The Impact of Lowering Carbon Emissions on Corporate Labour Investment: A Quasi-Natural Experiment
in: Energy Economics, May 2023
Abstract
We examine the impact of low-carbon city (LCC) initiatives on labour investment decisions (quantity, quality, and well-being). Using a time-varying difference-in-differences approach based on staggered implementations of such a pilot program, we report an inefficient outcome - absolute deviation of labour investment from the optimal net hiring – especially for firms in labour-intensive industries and firms with high financial slack or adjustment costs. We, however, observe increased investments in highly skilled personnel and compensated with employee stock ownership, especially by firms under intense pressure to reduce carbon emissions. Such initiatives are also closely associated with the significant enhancement of workplace safety. Overall, LCC helps to upgrade the corporate labour structure by hiring more skilled employees through reduced agency problems and heightened green innovation.

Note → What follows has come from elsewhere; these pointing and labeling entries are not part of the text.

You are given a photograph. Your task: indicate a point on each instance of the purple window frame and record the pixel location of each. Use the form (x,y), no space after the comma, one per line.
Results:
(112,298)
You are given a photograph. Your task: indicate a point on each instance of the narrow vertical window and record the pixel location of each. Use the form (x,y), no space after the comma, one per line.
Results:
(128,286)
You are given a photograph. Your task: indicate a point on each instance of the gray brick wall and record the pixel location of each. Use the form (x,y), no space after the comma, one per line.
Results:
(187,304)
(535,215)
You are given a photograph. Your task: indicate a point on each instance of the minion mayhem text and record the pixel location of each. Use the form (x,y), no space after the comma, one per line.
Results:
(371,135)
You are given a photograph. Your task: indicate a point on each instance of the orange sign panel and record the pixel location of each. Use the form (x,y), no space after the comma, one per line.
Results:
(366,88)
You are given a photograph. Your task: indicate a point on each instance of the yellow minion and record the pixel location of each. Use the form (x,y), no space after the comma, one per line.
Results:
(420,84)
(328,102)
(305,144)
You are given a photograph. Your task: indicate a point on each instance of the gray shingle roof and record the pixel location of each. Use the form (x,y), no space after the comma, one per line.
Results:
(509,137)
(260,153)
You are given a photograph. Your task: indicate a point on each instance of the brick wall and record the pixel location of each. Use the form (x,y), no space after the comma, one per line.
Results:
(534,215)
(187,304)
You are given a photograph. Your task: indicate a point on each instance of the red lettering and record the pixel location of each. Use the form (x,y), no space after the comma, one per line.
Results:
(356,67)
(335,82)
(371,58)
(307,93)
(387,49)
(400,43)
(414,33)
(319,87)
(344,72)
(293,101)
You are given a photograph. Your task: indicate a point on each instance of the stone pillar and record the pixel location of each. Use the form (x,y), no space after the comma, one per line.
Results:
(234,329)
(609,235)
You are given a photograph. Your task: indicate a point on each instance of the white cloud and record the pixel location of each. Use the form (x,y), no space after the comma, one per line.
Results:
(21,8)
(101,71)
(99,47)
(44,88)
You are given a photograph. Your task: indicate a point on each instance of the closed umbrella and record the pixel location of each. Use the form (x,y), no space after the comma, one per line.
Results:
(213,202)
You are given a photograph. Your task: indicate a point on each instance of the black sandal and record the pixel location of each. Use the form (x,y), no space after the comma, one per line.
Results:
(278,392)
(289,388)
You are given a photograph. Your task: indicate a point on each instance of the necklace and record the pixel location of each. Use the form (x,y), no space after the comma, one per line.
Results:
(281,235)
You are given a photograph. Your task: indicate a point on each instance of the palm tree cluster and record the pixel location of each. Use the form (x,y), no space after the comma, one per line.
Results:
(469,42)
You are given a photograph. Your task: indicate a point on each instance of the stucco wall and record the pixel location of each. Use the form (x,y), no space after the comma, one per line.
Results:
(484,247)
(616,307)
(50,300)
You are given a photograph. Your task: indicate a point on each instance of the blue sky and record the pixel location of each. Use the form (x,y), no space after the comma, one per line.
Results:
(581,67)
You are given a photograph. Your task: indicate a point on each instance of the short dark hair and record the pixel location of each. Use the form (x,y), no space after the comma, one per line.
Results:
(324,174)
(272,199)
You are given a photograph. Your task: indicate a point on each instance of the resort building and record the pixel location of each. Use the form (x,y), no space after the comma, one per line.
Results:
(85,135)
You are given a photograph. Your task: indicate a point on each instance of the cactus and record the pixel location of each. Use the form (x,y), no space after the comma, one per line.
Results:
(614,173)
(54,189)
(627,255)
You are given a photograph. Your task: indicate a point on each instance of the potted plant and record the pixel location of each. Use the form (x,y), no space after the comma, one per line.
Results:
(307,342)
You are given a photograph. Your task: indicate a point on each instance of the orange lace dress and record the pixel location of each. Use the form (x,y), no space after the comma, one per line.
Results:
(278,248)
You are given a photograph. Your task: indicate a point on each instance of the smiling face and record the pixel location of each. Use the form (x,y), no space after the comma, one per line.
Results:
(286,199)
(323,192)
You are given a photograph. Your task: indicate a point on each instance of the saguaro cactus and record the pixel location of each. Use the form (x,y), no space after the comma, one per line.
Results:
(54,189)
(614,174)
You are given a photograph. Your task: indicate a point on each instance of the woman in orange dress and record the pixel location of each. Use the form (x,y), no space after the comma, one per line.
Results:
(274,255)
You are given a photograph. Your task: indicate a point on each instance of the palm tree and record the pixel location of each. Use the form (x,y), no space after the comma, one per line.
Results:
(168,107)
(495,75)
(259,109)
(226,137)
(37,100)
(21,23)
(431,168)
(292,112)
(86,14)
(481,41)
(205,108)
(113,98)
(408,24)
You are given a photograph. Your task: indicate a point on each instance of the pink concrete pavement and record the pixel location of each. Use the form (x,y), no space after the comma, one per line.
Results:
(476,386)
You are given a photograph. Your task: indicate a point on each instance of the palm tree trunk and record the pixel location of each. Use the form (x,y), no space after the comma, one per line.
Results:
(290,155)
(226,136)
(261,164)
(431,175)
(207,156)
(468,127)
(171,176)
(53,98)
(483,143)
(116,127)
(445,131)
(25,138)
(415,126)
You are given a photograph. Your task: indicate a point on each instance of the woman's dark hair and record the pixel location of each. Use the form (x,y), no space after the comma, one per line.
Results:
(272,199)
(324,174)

Social Capital and Regional Innovation: Evidence from Private Firms in the US
in: Regional Studies, No. 1, 2023
Abstract
In this study we investigate whether and to what extent social capital may affect regional innovation by focusing on private firms in the United States. We document that regional social capital is positively associated with the quantity, quality and novelty of county-level innovation by private firms. In addition, we find that the positive relation between social capital and regional innovation is more prominent in counties with a lower supply of financial capital. We also report that social capital is complementary to investments in research and development to produce inventive outcomes in local areas. Using a spatial Durbin model, we provide evidence that regional social capital has significant spillover effects in boosting the innovation activities of neighbouring counties.
Working Papers
Corporate Governance Structures and Financial Constraints in Multinational Enterprises – An Analysis in Selected European Transition Economies on the Basis of the IWH FDI Micro Database 2013 –
in: IWH Discussion Papers, No. 3, 2015
Abstract
In our analysis, we consider the distribution of decision power over financing and investment between MNEs’ headquarters and foreign subsidiaries and its influence on the foreign affiliates’ financial restrictions. Our research results show that headquarters of multinational enterprises have not (yet) moved much decision power to their foreign subsidiaries at all. We use data from the IWH FDI Micro Database which contains information on corporate governance structures and financial restrictions of 609 enterprises with a foreign investor in Hungary, Poland, the Czech Republic, Slovakia, Romania and East Germany. We match data from Bureau van Dijk’s AMADEUS database on financial characteristics. We find that a high concentration of decision power within the MNE’s headquarter implicates high financial restrictions within the subsidiary. Square term results show, however, that the effect of financial constraints within the subsidiary decreases and finally turns insignificant when decision power moves from headquarter to subsidiary. Thus, economic policy should encourage foreign investors in the case of foreign acquisition of local enterprises to leave decision power within the enterprise and in the case of Greenfield investment to provide the newly established subsidiaries with as much power over corporate governance structures as possible.